A service is to be held to mark the closure of an iconic church building.
Procedures have been completed for St Leonard’s Parish Church on Marina to be closed for worship.
The service will be next Saturday (August 4) at 3pm.
Because the building cannot be used the service will be at St Ethelburga’s in St Saviour’s Road.
The two parishes were united in 2009 and all services and activities are now taking place there.
Churchwarden Clare Lyttle, who is organising the event, said it will be ‘a farewell, a thanksgiving for the past and prayer for the future’.
The original St Leonard’s Parish Church, part of Burton’s St Leonards, was destroyed by a V1 flying bomb in 1944. The main part of the present building was opened in 1955 but the tower was a later addition.

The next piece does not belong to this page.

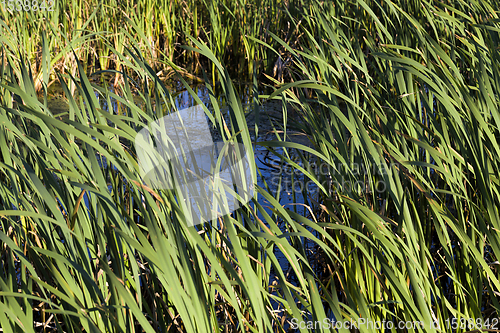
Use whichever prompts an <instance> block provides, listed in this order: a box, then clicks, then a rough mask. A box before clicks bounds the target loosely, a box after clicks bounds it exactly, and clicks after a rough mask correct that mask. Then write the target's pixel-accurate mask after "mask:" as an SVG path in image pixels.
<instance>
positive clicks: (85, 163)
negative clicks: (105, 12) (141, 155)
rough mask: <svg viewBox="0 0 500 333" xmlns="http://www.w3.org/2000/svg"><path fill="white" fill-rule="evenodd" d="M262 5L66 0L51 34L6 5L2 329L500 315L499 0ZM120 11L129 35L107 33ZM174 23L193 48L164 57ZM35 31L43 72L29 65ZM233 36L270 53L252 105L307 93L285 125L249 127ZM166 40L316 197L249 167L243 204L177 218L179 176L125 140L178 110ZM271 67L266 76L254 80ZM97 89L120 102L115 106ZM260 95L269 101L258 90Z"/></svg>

The rebuilt church was designed by the famous architect Adrian Gilbert Scott and the stained glass windows were the work of Patrick Reyntiens.
The unique features were inspired by Canon Cuthbert Griffiths, rector from 1929 to 1961.
Following a dream, he went to Israel and had the prow of a Galilean fishing boat constructed to form the pulpit.
The ship which brought it here was on its last voyage and the company donated the ship’s binnacle to become the lectern.
From its opening until the mid-1990s the rebuilt church was seen as the flagship Anglican church of the borough, with the largest attendances.
In 1987 a serious landslip occurred to the west of the church. Then in 1994 a severe mudslide on the west side reached as high as the vestry windows.
Serious problems were also developing inside the building. The stonework was crumbling because of its very close proximity to the sea.
The first threat of closure came in 1994 and proceedings were started to share the Methodist church in Norman Road (now a block of flats). But the arrival of a new Bishop of Lewes led to a reprieve.
Funds were raised and grants obtained to carry out the most pressing repair work and church members rallied round to give the church a new lease of life.
But the problems with the building persist and the risk of further landslips continues, so worship could no longer continue to take place in the church.
Discussions with interested parties about the future of the building are still ongoing.